Die Europäische Zentralbank hat ihren Zins um 50 Basispunkte (Bps) angehoben. Eine Entwicklung, die es seit mehr als zehn Jahren nicht mehr gegeben hat.
Was bedeutet die Zinswende nun für Banken und Bankkunden? Gibt es wieder Zinsen auf das Sparkonto, werden Kontogebühren sinken? Philipp Kaupke, Partner und Bankexperte bei der globalen Strategie- und Marketingberatung Simon-Kucher & Partners, kennt die Antwort:
Zinsen werden nicht direkt auf das Sparkonto übertragen. Banken werden abwarten, auch um keine übermäßig ansteigenden Kosten zu riskieren. Es ist unklar wie lange die Zinswende anhält, eine mögliche Rezession trübt ebenfalls die Zukunftsaussichten. Endkunden werden also in der Masse nicht so schnell in den Genuss von Zinsen auf ihre Einlagen kommen. Darüber hinaus werden einige Marktteilnehmer, insbesondere Neobanken und agile Player wie beispielsweise die ING, die Chance nutzen und neue Produkte neben dem existierenden Produktportfolio einzuführen und so ihr Angebot differenzieren.

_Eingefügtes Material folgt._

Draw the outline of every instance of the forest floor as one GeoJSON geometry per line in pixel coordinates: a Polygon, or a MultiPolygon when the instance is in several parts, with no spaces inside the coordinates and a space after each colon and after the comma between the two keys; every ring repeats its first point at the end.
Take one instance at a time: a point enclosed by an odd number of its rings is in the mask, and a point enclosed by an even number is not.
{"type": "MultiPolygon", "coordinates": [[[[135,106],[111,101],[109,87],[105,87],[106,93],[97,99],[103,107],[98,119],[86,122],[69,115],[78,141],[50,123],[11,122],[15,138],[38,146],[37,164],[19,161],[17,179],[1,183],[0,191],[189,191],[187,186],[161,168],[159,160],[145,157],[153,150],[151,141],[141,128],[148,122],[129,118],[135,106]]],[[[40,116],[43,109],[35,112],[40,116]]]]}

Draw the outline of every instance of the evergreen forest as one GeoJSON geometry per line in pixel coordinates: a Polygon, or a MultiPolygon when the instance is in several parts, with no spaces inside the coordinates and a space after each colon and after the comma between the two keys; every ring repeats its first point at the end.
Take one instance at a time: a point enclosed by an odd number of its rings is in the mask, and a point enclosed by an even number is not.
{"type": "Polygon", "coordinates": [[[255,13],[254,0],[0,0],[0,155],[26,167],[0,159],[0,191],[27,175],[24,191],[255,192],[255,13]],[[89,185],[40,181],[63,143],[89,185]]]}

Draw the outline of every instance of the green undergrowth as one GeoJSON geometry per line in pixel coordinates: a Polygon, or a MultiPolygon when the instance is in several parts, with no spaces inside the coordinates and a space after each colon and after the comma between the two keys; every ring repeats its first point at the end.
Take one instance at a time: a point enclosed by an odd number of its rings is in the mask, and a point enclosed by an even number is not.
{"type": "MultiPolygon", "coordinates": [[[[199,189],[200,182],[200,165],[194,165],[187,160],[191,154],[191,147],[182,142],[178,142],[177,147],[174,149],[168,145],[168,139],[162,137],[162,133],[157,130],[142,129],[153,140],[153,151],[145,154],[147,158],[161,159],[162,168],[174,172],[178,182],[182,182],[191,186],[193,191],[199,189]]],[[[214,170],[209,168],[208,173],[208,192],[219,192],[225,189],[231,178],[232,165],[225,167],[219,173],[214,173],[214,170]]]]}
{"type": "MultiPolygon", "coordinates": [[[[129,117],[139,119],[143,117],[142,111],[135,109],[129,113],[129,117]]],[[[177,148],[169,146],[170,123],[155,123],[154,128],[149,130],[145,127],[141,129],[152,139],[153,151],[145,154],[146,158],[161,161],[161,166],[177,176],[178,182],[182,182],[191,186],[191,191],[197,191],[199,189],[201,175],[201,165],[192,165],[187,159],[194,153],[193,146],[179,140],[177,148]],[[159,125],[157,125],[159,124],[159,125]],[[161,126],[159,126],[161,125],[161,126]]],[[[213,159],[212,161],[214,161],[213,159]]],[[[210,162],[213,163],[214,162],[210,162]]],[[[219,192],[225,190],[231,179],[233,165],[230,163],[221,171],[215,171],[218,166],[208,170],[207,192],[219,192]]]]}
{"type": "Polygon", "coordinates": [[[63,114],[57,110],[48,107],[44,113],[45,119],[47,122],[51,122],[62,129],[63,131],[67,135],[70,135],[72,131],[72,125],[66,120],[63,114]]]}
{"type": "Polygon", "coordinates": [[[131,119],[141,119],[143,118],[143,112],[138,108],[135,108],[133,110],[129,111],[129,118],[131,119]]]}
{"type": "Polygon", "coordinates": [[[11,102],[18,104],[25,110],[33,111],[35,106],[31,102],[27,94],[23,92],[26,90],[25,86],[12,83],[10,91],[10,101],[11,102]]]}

Dieses Vorgehen empfiehlt sich ebenfalls für traditionelle Banken:
-
Die Zinswende verlangt ein differenziertes und größeres Angebotsportfolio an Einlagenprodukten, um Kunden die Wahl zwischen mehreren Optionen zu bieten. Eine jetzt notwendige „neue Einlagenstrategie“ sollte Überlegungen mit Nutzen für beide Seiten – Kunde und Bank – beinhalten.
-
Aus Kundensicht ist das ausschlaggebende Argument für eine Bank ein gutes Verhältnis zwischen Verzinsung und Verfügbarkeiten der Einlagen. Konkret bedeutet dies, dass nicht nur attraktive Zinsen das Kundensegment ansprechen müssen, sondern auch eine passende Verfügbarkeit von Liquidität sichergestellt werden muss. Diese Balance bietet die Chance neue Produkte in den Markt zu bringen.
-
Die Schaffung „interner Notausgänge“ sind essenzielle Hebel, um zins-/preissensible Kunden zu halten. Dadurch können beispielsweise neuaufgelegte Produkte, in denen sich ein tiefes Bestandsvolumen befindet, mit wettbewerbsfähigen, attraktiven Verzinsungen eine attraktive Alternative für preissensible Kunden bilden.
-
Die Preissensitivität unterschiedlicher Kunden, sollte allgemein im Rahmen einer Preisdifferenzierung beim Zins aktiv genutzt werden – einerseits um Einlagenabflüsse zu minimieren, und andererseits um bestmögliche Konditionen kommunizieren zu können. So werden preissensible Kunden aktiv in neue Produkte umbuchen und weniger preissensible Kunden durch in unverzinsten Bestands- bzw. Altprodukten gehalten.
-
Banken sollten aus den Erfahrungen der Negativzinsphase lernen und diese in die eigene Strategie für Einlagenprodukte aktiv miteinbeziehen. Beispielweise können Bonussparpläne durch ihre inflexiblen Anpassungen schnell wieder zu einer Belastung werden. Aufgrund der makroökonomischen und politischen Situation weltweit und speziell in Europa, sind Banken nämlich mittel- und langfristig nicht von neuerlichen Zinssenkungen und einer weiteren Negativzinsphase befreit.